The TM electrode (Sanibel, Denmark) was allocated in the AEP electrode interface (EPA4, Interacoustics) as inverting, according to standard “vertical montage” and connected to the jumper between left and right to allow single channel recordings (see
Figure 1).
The patient was instructed to lie down comfortably on a bed on the left side (right ear up). To avoid any discomfort during electrode insertion, a puff of 10% xylocaine was sprayed in the right ear canal. In the meantime, the TM electrode was placed in a bath of saline and conductivity gel (Lectron II) with ratio 1:1 at room temperature for 10 min.
Then, the ear canal was dried with a cotton bud, followed by TM-electrode placement at the superior half of the tympanic membrane, until low resistance was noticed. Lastly, an insert probe (E-A-RTONE 5A) was placed in the ear canal, simultaneously fixating the TM electrode (see
Figure 2). Depending on the size of the individual ear canal, foam was cut approximately 2 mm around the tip, avoiding any obstruction or leakage of the soundwave. The subjects were instructed to lie down relaxed. When ECochG recordings were completed, a final ear canal inspection and cleansing of the ear canal were carried out. The whole experiment was performed in a soundproof and light-dimmed room and took about 75 min in total, including preparation time.
2.4. Statistical Analysis
Overall prevalence of the CM waveforms was calculated. CM was considered present when the responses from both polarities show an inversed phase, with an absence of the responses in the clamped-tube condition. The CM was defined as absent when both polarities were not reversible or reproducible or when a response was seen in the clamped tube condition.
Analysis using IBM SPSS Statistics version 21 (IBM SPSS, Inc., Chicago, IL, USA) was conducted to provide descriptive statistics for analysis of the success rate and means per stimulus type and HPF. Polarities were described individually. A repeated measures ANOVA design with planned contrasts was executed to analyze the difference in CM amplitude, CM latency and CM duration after changing the stimulus types (click, 2 kHz tone burst and CE-chirp® LS) and HPF (3.3 Hz and 100 Hz). Levels of significance were defined at the 5% level (p < 0.05). Peak-to-peak amplitudes of CM sinusoidal response (nV) were used for analyses: for clicks and CE-chirps® LS, amplitude was at the onset of first response; and for 2 kHz, amplitude was of the second sinusoid (1-1-1). CM latencies were defined as the time from the onset of the stimulus to the first CM response in milliseconds.
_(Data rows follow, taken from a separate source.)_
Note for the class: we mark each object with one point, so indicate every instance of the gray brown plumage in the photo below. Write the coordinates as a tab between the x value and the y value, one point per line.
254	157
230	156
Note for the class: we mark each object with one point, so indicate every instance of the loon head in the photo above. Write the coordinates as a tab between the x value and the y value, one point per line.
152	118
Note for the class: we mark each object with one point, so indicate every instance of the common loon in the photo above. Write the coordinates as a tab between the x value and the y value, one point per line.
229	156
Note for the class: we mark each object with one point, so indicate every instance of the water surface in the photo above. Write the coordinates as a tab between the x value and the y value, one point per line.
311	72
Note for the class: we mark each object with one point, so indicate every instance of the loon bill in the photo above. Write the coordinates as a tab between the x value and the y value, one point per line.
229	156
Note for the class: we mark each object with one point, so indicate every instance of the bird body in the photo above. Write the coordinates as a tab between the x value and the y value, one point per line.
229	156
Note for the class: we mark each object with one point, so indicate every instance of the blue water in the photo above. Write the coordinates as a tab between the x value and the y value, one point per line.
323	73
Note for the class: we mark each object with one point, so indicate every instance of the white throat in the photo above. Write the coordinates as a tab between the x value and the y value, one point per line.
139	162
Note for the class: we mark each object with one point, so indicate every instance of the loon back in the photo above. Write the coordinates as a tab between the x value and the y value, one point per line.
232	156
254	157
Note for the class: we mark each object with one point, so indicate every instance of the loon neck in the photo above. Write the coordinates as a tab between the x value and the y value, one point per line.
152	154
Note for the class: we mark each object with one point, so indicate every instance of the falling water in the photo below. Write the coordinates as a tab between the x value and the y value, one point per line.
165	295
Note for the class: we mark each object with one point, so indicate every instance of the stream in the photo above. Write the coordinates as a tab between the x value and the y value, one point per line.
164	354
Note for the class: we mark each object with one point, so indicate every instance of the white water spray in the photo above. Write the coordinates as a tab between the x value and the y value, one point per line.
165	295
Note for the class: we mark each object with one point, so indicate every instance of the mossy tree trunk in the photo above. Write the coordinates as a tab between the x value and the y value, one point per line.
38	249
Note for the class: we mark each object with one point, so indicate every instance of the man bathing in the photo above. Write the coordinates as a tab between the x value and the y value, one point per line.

CM durations were calculated from the onset of the first CM sinusoid until the end of the last CM sinusoid. Data was corrected when assumptions of normality and sphericity were violated. Differences between sexes and polarities were explored with one-way ANOVAs.
3. Results
3.1. CM Success Rates in Response to the Different Stimuli
TM-ECochG recordings of responses to acoustic stimuli were obtained in 24 normal-hearing adults. CMs were recognized in the recorded ECochG in response to a click stimulus (92–100%), a 2 kHz tone burst (75–83%) and a CE-chirp
® LS (58–63%): see
Table 3.
Typically, all subjects show clear CM responses evoked by a click: see
Figure 3, left graph. An example of a subject with one of the best CM responses evoked by both sinusoidal stimuli (atypical) is shown in
Figure 3 (middle and right graph). In most of the subjects, CM responses to tone bursts and CE-chirp
® LS were worse or hardly recognizable; i.e., they showed very low amplitudes.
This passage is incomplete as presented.